It’s been like this all summer. Of course, we hung out every day. Playing video games, working out, helping her mom with her daycare kids. After all day together, we usually ended up sort of flirting. Nothing serious, you know, I never meant anything by it (not much, anyway). Most of the time I was just trying to get her to blush or I’d say something to make her eyes widen and say ‘Co-nnor’ the way she does when she can’t really believe I’d just said what I did.
But sometimes, she gets this look in her eyes, and I know I’ve gone too far. But I can never guess what’s gonna put that look on her face until after it’s already out. All I know, it makes me feel horrible. Allie is my best friend. Seriously, the most important person in my life. I don’t even know what I’d do without her. Probably die.
We tested it out one time when we were little, but not on purpose. My jerk parents thought it would be fun for me to go to this sleepaway camp the summer I was nine and Allie was seven. I made it one week without her before the camp people called my parents and they had to come pick me up. After that, I threw the hugest fit whenever they even mentioned doing anything that would take me away from Allie for more than a day or so. See? Death.

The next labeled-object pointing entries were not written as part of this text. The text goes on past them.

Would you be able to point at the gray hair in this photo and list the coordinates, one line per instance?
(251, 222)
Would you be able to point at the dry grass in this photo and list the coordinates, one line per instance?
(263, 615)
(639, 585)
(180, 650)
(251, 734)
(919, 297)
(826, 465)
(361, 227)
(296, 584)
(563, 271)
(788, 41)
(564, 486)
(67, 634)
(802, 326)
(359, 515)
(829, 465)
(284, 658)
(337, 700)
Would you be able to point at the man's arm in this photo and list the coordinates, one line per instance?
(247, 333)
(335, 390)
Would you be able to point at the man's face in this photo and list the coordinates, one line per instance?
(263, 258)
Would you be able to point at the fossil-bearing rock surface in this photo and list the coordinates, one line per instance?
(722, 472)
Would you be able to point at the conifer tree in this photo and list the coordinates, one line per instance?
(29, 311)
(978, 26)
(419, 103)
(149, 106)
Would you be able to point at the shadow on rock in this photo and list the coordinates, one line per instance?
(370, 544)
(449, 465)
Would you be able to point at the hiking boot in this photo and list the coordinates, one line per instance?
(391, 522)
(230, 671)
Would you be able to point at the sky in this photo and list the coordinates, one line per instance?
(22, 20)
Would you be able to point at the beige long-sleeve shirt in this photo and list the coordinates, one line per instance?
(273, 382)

Rolling onto my back in the middle of her bed, I stare at the poster of N’SYNC tacked to the ceiling. And I know I’ve got to say something to make her laugh again.
“You know, Al. The school printed these posters of all the senior football players. Full size.” I point to her boy band poster. “I’d be happy to give you one to put up right there. I’ll even help you hang it.”

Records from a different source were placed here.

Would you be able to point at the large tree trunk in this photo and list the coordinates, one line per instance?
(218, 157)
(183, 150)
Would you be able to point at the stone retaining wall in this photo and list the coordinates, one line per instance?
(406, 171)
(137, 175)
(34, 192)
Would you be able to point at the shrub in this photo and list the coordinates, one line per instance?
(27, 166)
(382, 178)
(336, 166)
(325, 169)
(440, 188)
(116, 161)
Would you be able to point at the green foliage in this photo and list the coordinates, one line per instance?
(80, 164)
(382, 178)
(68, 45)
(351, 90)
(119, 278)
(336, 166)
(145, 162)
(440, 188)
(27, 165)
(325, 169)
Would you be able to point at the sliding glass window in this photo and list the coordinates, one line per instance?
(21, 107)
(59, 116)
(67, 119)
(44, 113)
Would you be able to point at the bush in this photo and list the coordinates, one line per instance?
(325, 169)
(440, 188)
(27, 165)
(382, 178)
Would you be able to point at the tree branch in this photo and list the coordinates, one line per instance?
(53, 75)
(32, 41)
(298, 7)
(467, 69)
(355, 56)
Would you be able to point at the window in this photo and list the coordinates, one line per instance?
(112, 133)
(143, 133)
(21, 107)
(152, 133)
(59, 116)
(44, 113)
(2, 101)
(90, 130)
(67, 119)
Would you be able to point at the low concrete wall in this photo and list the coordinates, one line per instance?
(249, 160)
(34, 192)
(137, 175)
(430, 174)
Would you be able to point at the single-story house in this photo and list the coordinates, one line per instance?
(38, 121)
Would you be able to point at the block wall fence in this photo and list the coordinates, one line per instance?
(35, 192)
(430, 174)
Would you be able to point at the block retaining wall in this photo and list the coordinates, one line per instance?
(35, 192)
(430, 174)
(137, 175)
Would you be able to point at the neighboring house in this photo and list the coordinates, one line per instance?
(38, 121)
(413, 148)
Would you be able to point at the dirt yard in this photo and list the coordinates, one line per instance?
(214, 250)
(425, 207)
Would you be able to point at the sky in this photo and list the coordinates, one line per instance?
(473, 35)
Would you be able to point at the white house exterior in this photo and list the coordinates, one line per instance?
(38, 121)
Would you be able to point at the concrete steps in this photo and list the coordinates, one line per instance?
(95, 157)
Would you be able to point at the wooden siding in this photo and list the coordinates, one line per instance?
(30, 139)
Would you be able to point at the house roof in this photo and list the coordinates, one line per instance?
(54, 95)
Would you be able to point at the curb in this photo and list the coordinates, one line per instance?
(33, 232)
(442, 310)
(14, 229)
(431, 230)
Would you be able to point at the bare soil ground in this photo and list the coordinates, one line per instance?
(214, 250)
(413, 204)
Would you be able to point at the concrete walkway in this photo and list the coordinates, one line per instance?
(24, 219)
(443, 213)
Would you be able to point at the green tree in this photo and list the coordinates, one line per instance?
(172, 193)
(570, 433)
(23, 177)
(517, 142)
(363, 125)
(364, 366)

“Sacrilege! How dare you?” She pokes her head out of her closet, her face a mask of feigned outrage. “How would I ever fall asleep without J.T. and his boys right by me?”

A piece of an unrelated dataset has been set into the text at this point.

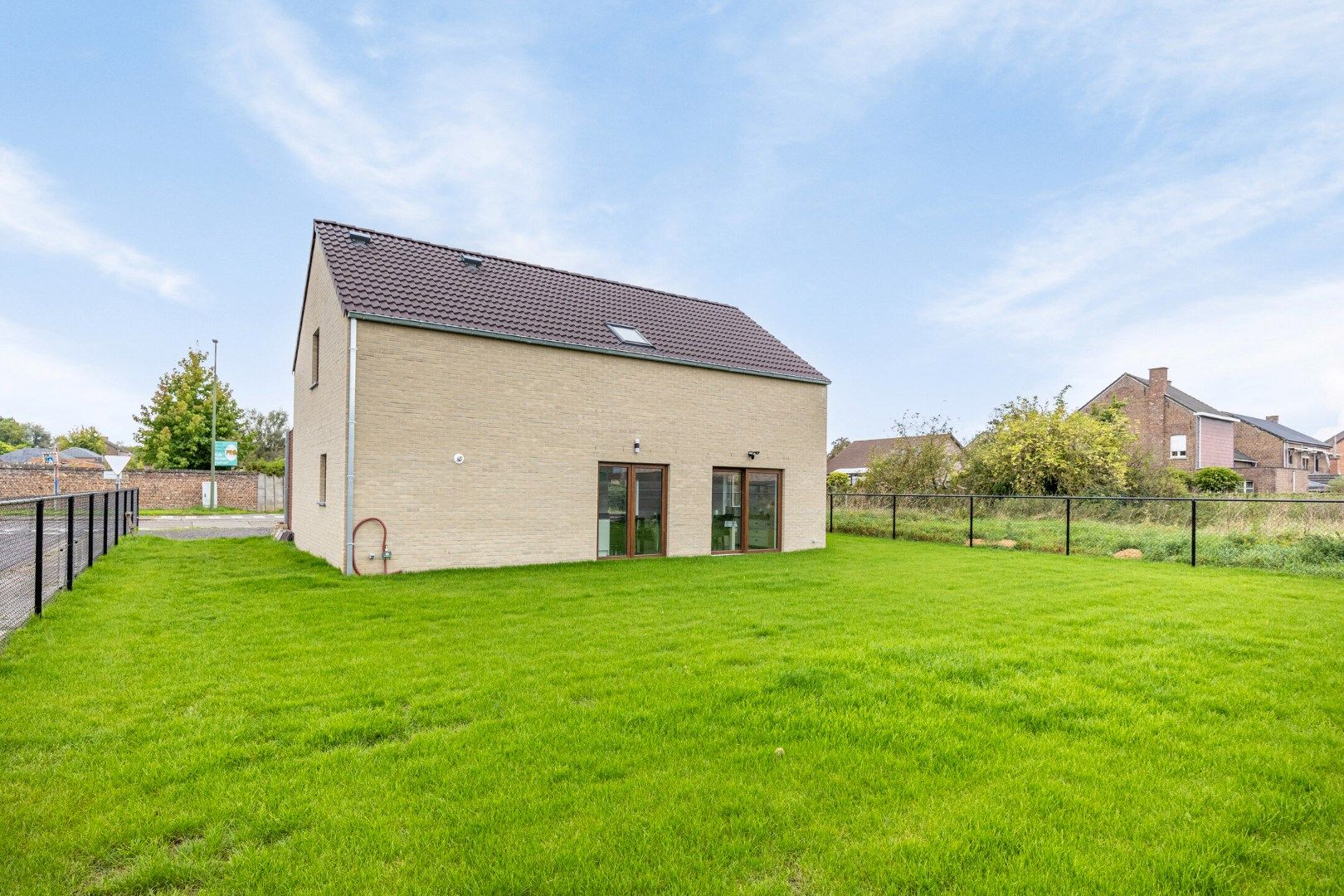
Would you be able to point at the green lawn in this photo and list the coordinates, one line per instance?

I grin at her, trying to hide the fact that her comment kinda made me feel hot all over. Allie’s always saying things like that, stuff that I could totally take the wrong way. Allie’s mind may never be in the gutter, but mine usually is and now I seriously want to put my poster up there so Allie can fall asleep every night looking at me and not some boy band from fifteen years ago.
Not that our relationship is like that. At all. No, Allie and me- purely platonic. I mean, sure I’ve thought about it. Ever since Mrs. B pulled me aside when I was thirteen and told me she wasn’t stupid and let me know it wasn’t appropriate for me to sneak into Allie’s room through her window anymore and have secret sleepovers, I haven’t been able to think of Allie as just my friend. Since then, I think of her as my friend and a girl. It sucks.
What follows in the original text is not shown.